Le problème avec les notes n’est pas celui que vous croyez

Tout le monde les détestent, tout le monde veut les garder. Pourquoi ?

Julien Dorra
3 min readJul 4, 2014

Les notes. J’ai croisé de nombreux enseignants — depuis l’élémentaire jusqu’aux niveaux universitaires — qui trouvent que les notes sont un indicateur inadéquat comme reflet complet d’un élève et un outil de mesure peu efficace. Qu’elles sont génératrices d’angoisse et qu’elles détournent de la motivation intrinsèque de l’apprentissage au profit d’une motivation extrinsèque. Et qu’elles provoquent un effet pygmalion négatif (“je suis un cancre”).

Dans le même temps, les discours sur les notes continuent de leur trouver des vertus ad-hoc, et elles sont toujours ardemment défendues comme utiles dans un cas ou un autre.

Que se passe-t-il ?

Il se passe que les notes en sont arrivées à combiner en un seul chiffre de nombreux usages — j’en ai relevé neuf !

* Mesurer le savoir acquis sur un sujet
* Analyser la progression individuelle
* Classer l’élève au sein du groupe, et le groupe au sein d’ensembles encore plus grand.
* Sanctionner l’échec ou la paresse(le zéro ne mesurant rien, il sanctionne seulement)
* Servir de barrière au diplôme (brevet, bac, etc.)
* Évaluer l’implication de l’élève (en comparant les notes du contrôle continu par exemple)
* Déplacer la responsabilité de la non-acquisition du savoir sur l’élève (par opposition à un simple Acquis / Non Acquis où la responsabilité peut être portée par l’enseignant)
* Compenser entre eux des savoirs et compétences totalement différentes et créer ainsi un niveau moyen de l’élève (un 18 en math compense un 2 en français, et permet donc de passer à la classe suivante en masquant la non maîtrise)
* Évaluer de manière normative par rapport à un élève ou un étudiant moyen qui aurait autour de 10 à 12

Agglomérer ainsi autant de fonctions dans un seul indicateur, puis faire reposer tout le système dessus… est-ce une bonne idée ?

C’est certainement une erreur éducative aussi bien que statistique, et cela a plus à voir avec notre obsession collective de la mesure pseudo-scientifique qu’avec une intention pédagogique claire.

Puisque les notes servent à tout cela, il aussi est compréhensible que la discussion ne puissent se dénouer. Car quand quelqu’un nous parle « des notes », il nous parle de ces neufs usages, en même temps, séparément, ou dans toute combinaison possible.

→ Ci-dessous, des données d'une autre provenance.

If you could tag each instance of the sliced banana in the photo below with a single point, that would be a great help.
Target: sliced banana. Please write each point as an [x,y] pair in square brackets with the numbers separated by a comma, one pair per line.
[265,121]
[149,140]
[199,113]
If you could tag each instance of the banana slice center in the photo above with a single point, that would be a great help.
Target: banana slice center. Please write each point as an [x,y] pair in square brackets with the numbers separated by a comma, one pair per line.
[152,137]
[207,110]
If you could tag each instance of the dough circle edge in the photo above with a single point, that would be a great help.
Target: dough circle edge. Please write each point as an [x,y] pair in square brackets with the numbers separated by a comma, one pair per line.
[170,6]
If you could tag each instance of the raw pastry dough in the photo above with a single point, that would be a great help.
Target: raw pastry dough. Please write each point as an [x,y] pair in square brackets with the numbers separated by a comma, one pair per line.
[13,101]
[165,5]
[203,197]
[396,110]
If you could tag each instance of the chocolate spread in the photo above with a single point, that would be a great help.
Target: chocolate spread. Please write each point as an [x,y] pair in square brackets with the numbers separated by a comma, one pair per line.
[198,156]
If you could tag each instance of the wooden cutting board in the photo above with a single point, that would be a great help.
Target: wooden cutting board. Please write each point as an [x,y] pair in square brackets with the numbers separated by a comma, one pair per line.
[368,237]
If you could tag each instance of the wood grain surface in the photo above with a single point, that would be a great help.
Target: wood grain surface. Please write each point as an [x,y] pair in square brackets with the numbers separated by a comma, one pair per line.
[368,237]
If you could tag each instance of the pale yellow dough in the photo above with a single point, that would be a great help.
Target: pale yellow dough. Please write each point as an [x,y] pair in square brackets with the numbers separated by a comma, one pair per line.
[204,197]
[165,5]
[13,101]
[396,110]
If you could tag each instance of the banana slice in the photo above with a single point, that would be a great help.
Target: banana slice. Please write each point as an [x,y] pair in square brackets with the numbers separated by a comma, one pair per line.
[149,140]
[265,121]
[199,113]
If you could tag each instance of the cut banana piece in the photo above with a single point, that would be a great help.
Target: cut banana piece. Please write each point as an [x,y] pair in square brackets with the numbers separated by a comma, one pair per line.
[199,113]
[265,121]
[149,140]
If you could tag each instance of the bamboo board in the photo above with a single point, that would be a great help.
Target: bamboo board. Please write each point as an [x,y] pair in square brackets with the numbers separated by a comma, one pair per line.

Un discours clair sur les notes doit donc creuser en dessous, et se focaliser sur les différents usages amalgamés pour les analyser un à un.

Pour ma part, je prone l’abandon de tous ces B+, 12/20 et autre 8/10 qui détournent notre énergie et notre attention. Les notes nous empêchent d’imaginer de vrais indicateurs pédagogiques.

L’abandon « des notes » n’est pas l’abandon du suivi des élèves et des étudiants , bien au contraire. Un réel suivi pédagogique des élèves passe par la différenciation des objectifs de suivi, par la réflexion sur ce que nous voulons évaluer, par rapport à quoi, pour le comparer avec quoi.

PS: Nous pourrions commencer par remplacer les chiffres et les lettres et les échelles de valeurs faussement objectives par des mots qui ont du sens, des mots choisis en communs et expliqués à tous.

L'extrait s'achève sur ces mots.